Realistic expectations

It’s natural to feel like a failure when you’ve just hit the chopping block, and it’s an obvious blow to the ego. After initially panicking, we realized he shouldn’t take this personally. This doesn’t just happened to slackers and non-performers anymore. To find a job commensurate with his current salary, we had to be realistic about the timeframe. John Challenger, CEO of global outplacement firm Challenger, Gray, and Christmas, states that “in a tight job market, such as the one we are in now, it’s not unusual to see even high-quality candidates take four to six months.” Our personal experience is that it can more likely approach six months to a year. The truth is, although hopefully the economy’s improving, expectations may need to be readjusted.

Positive attitude

Having faith in yourself and your ability to find another job is key. This didn’t come naturally; but all we needed to do was look around. My husband’s previously laid-off colleagues eventually did get jobs and didn’t end up on the streets! The ability to move on and stop questioning why this happened is crucial to moving ahead with the job search.

Stay busy and mentally strong

After getting his resume in tip-top shape, he spent lots of time networking. He called friends about opportunities at their companies. Sometimes they knew of upcoming jobs that hadn’t yet been posted. He perused on-line job databases, and kept in touch with former colleagues. He facebooked, linked-in, and contacted headhunters. We discovered the trick to staying mentally strong was to work the job search at least 3 hours each day. This required discipline; but didn’t allow him to succumb to feeling helpless and depressed.

Sell yourself and develop your script

Distinguishing yourself from other highly qualified candidates is vital. We made a list of his greatest accomplishments, and numerically quantified how they impacted his job. We identified 25 questions interviewers might ask; and formulated written responses that chronicled his career and background.


Recognizing that the interviewer has a challenge, and we had an opportunity to solve their problem, we spent days fine-tuning responses to showcase his strengths; as well as why a particular role would motivate him; and why he was the best fit for an organization. Through a series of mock interviews, we tried to anticipate questions that might hit a sensitive chord like, “what is a task you’ve failed at”, and formulated the best reply. We essentially created a script that he memorized so that it became second nature. His confidence level was sky-high and he was completely self-assured when he landed his first interview.
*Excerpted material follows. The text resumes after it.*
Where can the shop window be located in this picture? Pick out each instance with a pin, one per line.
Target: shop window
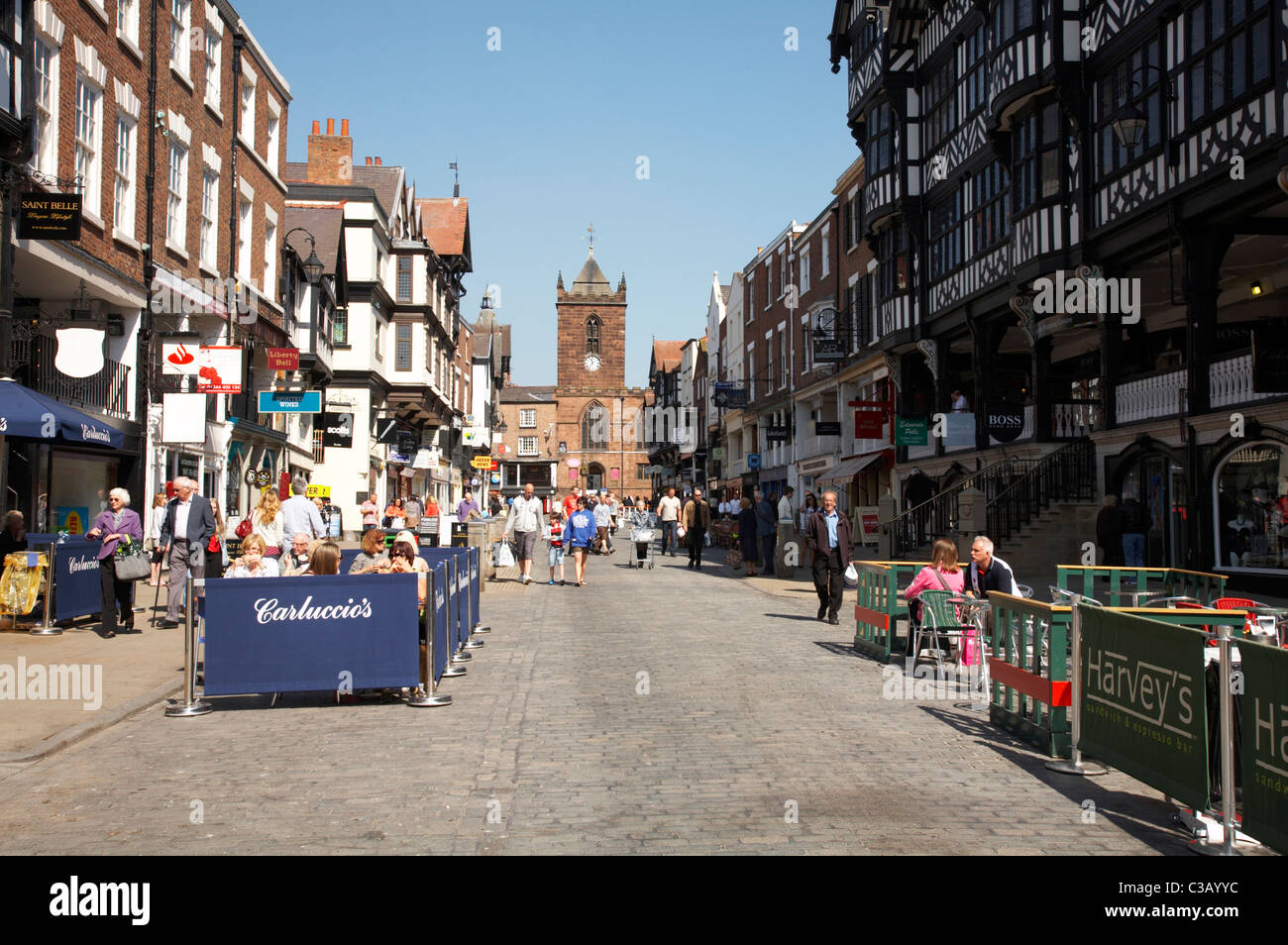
(1252, 507)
This may be an opportunity

It sounds cliche, but while he was waiting for more interviews, he realized that getting laid-off could be a blessing in disguise. My husband cherishes this period because our daughter was just three months old, and he was able to bond and spend time with her that he would never otherwise have had!

Better things await!

After several interviews, he was finally offered a job. Tah-dah! Now we were in the negotiating phase and it felt a little like poker. When asked what he was looking for in terms of salary, I encouraged him to let the employer throw out the first number. He tossed the bidding back and asked them what range they were thinking. Unexpectedly, it was higher than he anticipated! He was offered a promotion and salary increase. It was nerve-wracking at times, but maybe this process was just the inspiration he needed.